Nobody would cover a story quite like Hunter Thompson. His personal involvement in his stories made him an outsider scoping the outer frontier of journalism and he would become the leading figure in the movement known as new journalism. That said, because of his fame there are many incarnations of characters based on Hunter Thompson in pop culture, like Gary Trudeau’s comic strip Doonsbury.

In her post Fear and Loathing on the Blog Writing Trail: Why Depp is King, Stephanie Lauglin claims that not only is Johnny Depp’s portrayal of Thompson in Fear and Loathing in Las Vegas (1998) is better than Bill Murray’s tackling of the same role in Where the Buffalo Roam   (1980), but that Terry Gilliam’s more recent Thompson flick is better overall.

Well, at this point, my attorney has advised me to disagree (it’s in both movies, watch them). For one thing, while it’s true that Fear and Loathing is more focus, it only focuses on one text!

Instead, Where The Buffalo Roam takes bits and pieces from that same text as well as Hunter Thompson’s early work like Fear and Loathing on the Campaign Trail ‘72 and The Great Shark Hunt. But most importantly incorporated in then story is an obituary written for Oscar Zeta Acosta, the attorney activist and life long friend of Thompson, entitled Where the The Banshee Screams for Buffalo Meat.

Another reason why Buffalo stands out as a great movie is the relationship between the two men; this is really the main focus of the film.

Rather than just a taste of their insanity, as seen in the road driving and hotel smashing of Fear and Loathing, we get a more complicated in depth look at their partnership. In Buffalo Roam, the attorney is more than a figment of Thompson’s mind, he is an activist, a lawyer looking to defend the people against corporate interests and state prohibitions! Peter Boyle’s portrayal of Oscar Zeta gives us a more defined character.
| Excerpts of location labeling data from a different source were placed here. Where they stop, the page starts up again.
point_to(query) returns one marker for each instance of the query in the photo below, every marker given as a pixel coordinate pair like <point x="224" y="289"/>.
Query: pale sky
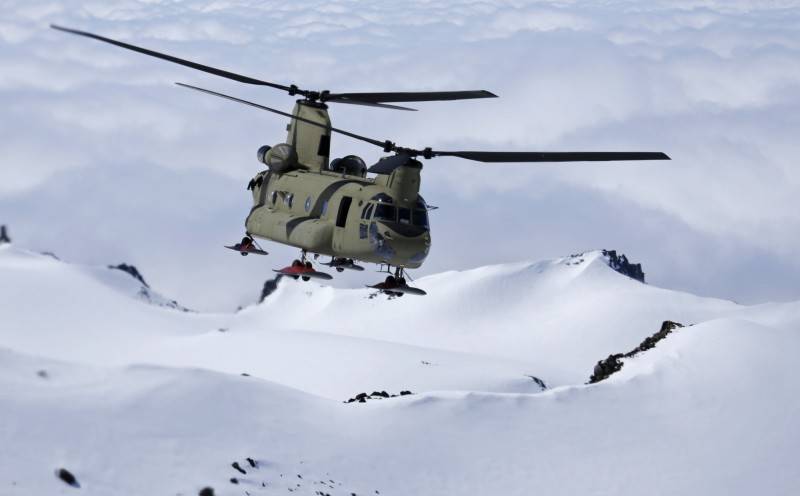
<point x="104" y="160"/>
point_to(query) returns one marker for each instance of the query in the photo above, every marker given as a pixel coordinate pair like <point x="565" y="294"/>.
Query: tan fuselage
<point x="378" y="220"/>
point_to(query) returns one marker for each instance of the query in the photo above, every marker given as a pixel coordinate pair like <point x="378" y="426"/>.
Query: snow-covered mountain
<point x="133" y="396"/>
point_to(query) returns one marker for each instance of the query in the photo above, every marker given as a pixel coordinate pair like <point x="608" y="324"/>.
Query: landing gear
<point x="303" y="269"/>
<point x="395" y="284"/>
<point x="247" y="246"/>
<point x="340" y="264"/>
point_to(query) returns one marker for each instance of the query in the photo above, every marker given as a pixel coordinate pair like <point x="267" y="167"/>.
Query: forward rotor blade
<point x="176" y="60"/>
<point x="552" y="156"/>
<point x="371" y="141"/>
<point x="409" y="96"/>
<point x="373" y="104"/>
<point x="388" y="164"/>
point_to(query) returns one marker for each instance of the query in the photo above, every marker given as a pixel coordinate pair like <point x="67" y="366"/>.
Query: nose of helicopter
<point x="401" y="244"/>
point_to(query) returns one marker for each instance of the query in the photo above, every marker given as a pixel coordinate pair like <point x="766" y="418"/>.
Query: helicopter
<point x="334" y="208"/>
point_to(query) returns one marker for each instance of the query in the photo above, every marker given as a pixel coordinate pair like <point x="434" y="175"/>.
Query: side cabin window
<point x="404" y="215"/>
<point x="420" y="218"/>
<point x="385" y="212"/>
<point x="367" y="213"/>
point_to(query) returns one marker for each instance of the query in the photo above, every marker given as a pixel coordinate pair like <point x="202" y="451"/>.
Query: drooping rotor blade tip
<point x="497" y="157"/>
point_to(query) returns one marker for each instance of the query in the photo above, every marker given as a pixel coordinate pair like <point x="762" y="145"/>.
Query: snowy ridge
<point x="169" y="387"/>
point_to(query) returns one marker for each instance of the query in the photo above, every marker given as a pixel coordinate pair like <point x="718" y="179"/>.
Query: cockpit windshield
<point x="385" y="212"/>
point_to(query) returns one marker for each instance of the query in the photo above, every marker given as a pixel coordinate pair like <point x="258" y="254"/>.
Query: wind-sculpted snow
<point x="133" y="398"/>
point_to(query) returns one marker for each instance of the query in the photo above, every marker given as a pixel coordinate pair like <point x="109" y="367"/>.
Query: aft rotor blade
<point x="409" y="96"/>
<point x="371" y="141"/>
<point x="187" y="63"/>
<point x="552" y="156"/>
<point x="388" y="164"/>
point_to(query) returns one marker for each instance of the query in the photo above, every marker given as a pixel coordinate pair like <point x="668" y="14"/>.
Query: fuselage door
<point x="341" y="222"/>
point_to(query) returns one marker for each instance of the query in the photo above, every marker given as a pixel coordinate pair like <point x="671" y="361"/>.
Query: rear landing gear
<point x="303" y="269"/>
<point x="247" y="246"/>
<point x="395" y="284"/>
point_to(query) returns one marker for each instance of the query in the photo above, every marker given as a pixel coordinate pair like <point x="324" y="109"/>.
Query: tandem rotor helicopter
<point x="331" y="207"/>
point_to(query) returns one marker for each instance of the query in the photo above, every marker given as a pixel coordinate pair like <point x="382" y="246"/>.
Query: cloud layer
<point x="714" y="84"/>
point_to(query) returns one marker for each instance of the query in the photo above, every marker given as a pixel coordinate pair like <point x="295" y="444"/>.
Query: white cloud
<point x="714" y="84"/>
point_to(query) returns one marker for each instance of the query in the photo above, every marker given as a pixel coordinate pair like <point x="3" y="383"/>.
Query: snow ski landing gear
<point x="395" y="285"/>
<point x="247" y="246"/>
<point x="343" y="263"/>
<point x="303" y="268"/>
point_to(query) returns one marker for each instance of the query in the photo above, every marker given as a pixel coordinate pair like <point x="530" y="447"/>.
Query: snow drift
<point x="137" y="398"/>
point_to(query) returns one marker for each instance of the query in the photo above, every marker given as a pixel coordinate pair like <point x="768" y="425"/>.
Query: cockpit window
<point x="385" y="212"/>
<point x="382" y="198"/>
<point x="404" y="215"/>
<point x="420" y="218"/>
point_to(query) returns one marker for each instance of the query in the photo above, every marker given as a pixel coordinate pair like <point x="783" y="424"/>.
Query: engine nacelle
<point x="351" y="165"/>
<point x="279" y="158"/>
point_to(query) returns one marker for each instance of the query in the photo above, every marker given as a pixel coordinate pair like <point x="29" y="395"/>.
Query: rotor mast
<point x="311" y="141"/>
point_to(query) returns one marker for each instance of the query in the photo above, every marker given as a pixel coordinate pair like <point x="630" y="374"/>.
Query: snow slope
<point x="135" y="398"/>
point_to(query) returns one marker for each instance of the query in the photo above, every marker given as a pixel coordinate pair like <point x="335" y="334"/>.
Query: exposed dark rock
<point x="621" y="264"/>
<point x="614" y="363"/>
<point x="238" y="467"/>
<point x="66" y="476"/>
<point x="133" y="271"/>
<point x="376" y="395"/>
<point x="269" y="287"/>
<point x="538" y="381"/>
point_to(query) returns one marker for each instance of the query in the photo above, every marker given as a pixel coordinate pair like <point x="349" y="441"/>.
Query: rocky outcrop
<point x="376" y="395"/>
<point x="605" y="368"/>
<point x="146" y="293"/>
<point x="621" y="264"/>
<point x="133" y="271"/>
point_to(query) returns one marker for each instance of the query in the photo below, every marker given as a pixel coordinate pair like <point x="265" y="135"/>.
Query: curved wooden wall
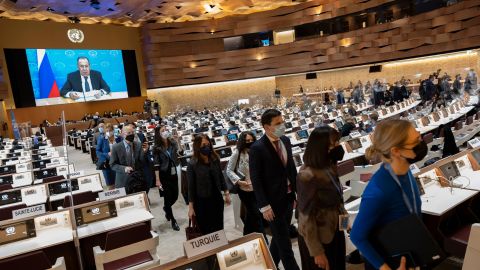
<point x="447" y="29"/>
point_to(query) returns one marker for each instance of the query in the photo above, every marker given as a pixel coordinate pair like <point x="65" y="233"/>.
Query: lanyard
<point x="337" y="186"/>
<point x="405" y="197"/>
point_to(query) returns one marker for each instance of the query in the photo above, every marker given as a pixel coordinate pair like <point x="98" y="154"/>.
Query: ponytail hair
<point x="387" y="134"/>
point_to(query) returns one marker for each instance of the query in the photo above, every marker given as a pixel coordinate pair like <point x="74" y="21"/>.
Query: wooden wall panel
<point x="447" y="29"/>
<point x="226" y="94"/>
<point x="260" y="91"/>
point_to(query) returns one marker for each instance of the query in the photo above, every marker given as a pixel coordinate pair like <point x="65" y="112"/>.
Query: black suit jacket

Thirdly, I think Bill Murray’s acting is impeccably accurate. Murray highlights the man who other reporters would turn to on the campaign trail. The man who had complete control even while on drugs. He was the man, according to the documentary Gonzo, that was reliable source for many who traveled with him in the press-corps.

Bill Murray’s portrayal of Hunter Thompson is excellent and is way beyond the caricature of Depp’s version. Not to put that version down, though. You have to keep mind that Depp’s version is in fact the fictitious character created by Thompson for the gonzo style of Fear and Loathing In Las Vega while Buffalo Roam is based on the actual events from a eulogy published for his friend. As a character in a book, Depp’s version was definitely well executed. Johnny Depp is one hell of an actor!
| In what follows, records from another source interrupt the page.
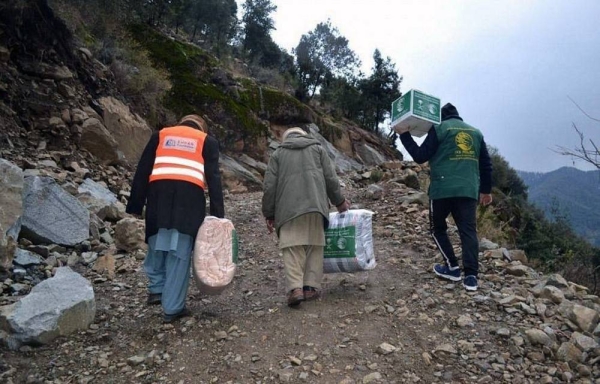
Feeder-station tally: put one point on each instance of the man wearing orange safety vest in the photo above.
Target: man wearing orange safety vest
(178, 164)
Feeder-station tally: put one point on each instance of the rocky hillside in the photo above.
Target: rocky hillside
(72, 288)
(56, 97)
(394, 324)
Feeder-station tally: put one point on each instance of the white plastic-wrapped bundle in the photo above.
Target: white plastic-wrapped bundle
(215, 255)
(349, 242)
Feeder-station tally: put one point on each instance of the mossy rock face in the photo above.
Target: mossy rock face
(190, 71)
(243, 111)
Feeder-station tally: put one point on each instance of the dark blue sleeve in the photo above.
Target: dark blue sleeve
(210, 153)
(423, 153)
(485, 169)
(139, 186)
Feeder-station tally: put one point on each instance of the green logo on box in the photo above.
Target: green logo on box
(340, 242)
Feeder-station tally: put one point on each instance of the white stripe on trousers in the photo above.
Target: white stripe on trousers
(436, 240)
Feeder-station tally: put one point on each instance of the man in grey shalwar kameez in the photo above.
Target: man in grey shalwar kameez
(299, 181)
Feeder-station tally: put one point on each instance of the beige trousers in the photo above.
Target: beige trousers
(303, 266)
(302, 242)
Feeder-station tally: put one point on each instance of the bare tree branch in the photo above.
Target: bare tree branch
(589, 155)
(582, 111)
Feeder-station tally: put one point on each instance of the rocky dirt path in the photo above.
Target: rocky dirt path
(394, 324)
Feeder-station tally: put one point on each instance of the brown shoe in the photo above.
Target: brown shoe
(311, 293)
(295, 297)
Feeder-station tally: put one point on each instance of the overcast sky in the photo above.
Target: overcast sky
(508, 66)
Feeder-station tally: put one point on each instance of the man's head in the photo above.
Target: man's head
(292, 130)
(194, 121)
(449, 111)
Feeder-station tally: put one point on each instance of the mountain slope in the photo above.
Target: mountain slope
(573, 192)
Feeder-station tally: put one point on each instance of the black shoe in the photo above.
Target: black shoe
(154, 298)
(170, 318)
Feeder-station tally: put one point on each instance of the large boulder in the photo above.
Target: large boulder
(97, 140)
(369, 155)
(130, 235)
(51, 215)
(342, 162)
(235, 177)
(129, 130)
(100, 200)
(55, 307)
(11, 203)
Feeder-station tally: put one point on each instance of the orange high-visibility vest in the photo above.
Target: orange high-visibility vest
(179, 156)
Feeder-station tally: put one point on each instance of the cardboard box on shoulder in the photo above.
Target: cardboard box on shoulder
(414, 112)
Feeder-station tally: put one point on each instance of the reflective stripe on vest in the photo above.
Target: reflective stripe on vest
(179, 156)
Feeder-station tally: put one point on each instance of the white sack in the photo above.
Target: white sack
(349, 242)
(215, 255)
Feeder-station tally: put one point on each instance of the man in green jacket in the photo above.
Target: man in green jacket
(461, 174)
(299, 181)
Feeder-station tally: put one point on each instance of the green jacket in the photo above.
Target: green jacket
(455, 165)
(300, 179)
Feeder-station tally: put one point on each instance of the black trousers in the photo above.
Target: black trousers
(464, 213)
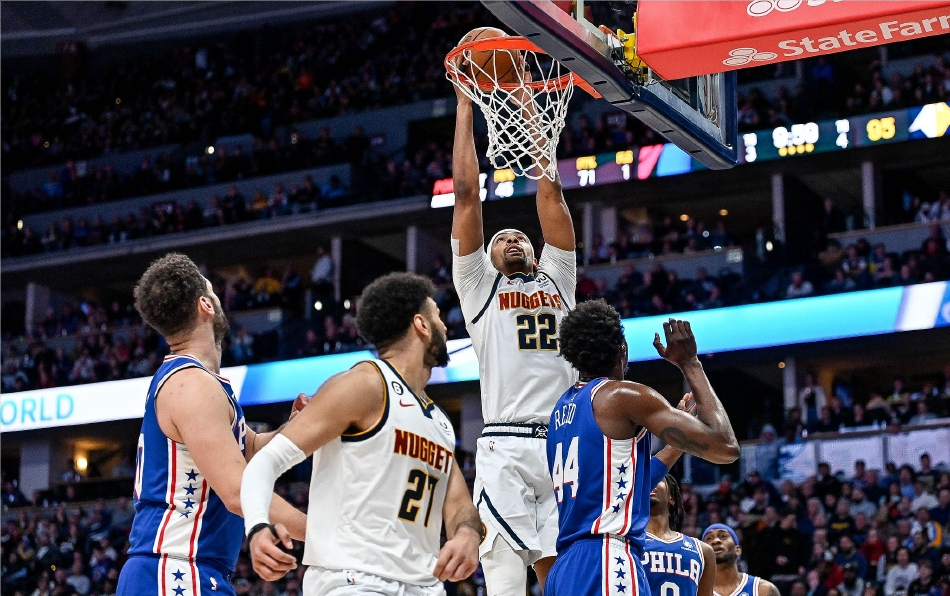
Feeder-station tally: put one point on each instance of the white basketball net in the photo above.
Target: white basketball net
(524, 121)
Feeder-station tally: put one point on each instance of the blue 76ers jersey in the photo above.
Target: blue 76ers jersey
(673, 567)
(601, 484)
(176, 512)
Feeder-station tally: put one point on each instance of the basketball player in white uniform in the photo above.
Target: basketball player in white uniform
(384, 473)
(513, 306)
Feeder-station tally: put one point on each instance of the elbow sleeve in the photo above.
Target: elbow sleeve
(257, 483)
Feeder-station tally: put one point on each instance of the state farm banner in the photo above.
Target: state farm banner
(684, 38)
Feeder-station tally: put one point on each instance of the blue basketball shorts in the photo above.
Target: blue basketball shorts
(168, 576)
(598, 566)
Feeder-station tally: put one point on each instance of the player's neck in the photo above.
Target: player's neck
(510, 270)
(659, 526)
(201, 347)
(409, 365)
(727, 578)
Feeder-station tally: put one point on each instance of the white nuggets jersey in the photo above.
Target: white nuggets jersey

How well did Murray play Thompson?  Well, at the time Thompson consider him to be one of his only trusted friends, according to some sources. Does this explain why Thompson tied Murray to a chair and threw him into a pool, almost downing him? No, it doesn’t. But that’s not the point, is it? Thompson was at times crazy as he was poetic. Murray not only immersed himself in that character, but was so caught up in his character that it took him three weeks into the beginning of the Saturday Night Live season to break out of Thompson’s character!

Both of these movies are great. One is a bio pic,the other is based on one of the greatest  Thompson Novels. They are great for what they are. Where the Buffalo Roam does an excellent job of depicting Thompson on the Campaign trail, it shows that he was an outsider, even having to ride with the technicians after getting kicked off the journalist plane. In it, Bill Murray is Hunter Thompson, press corps outsider. I rest my case!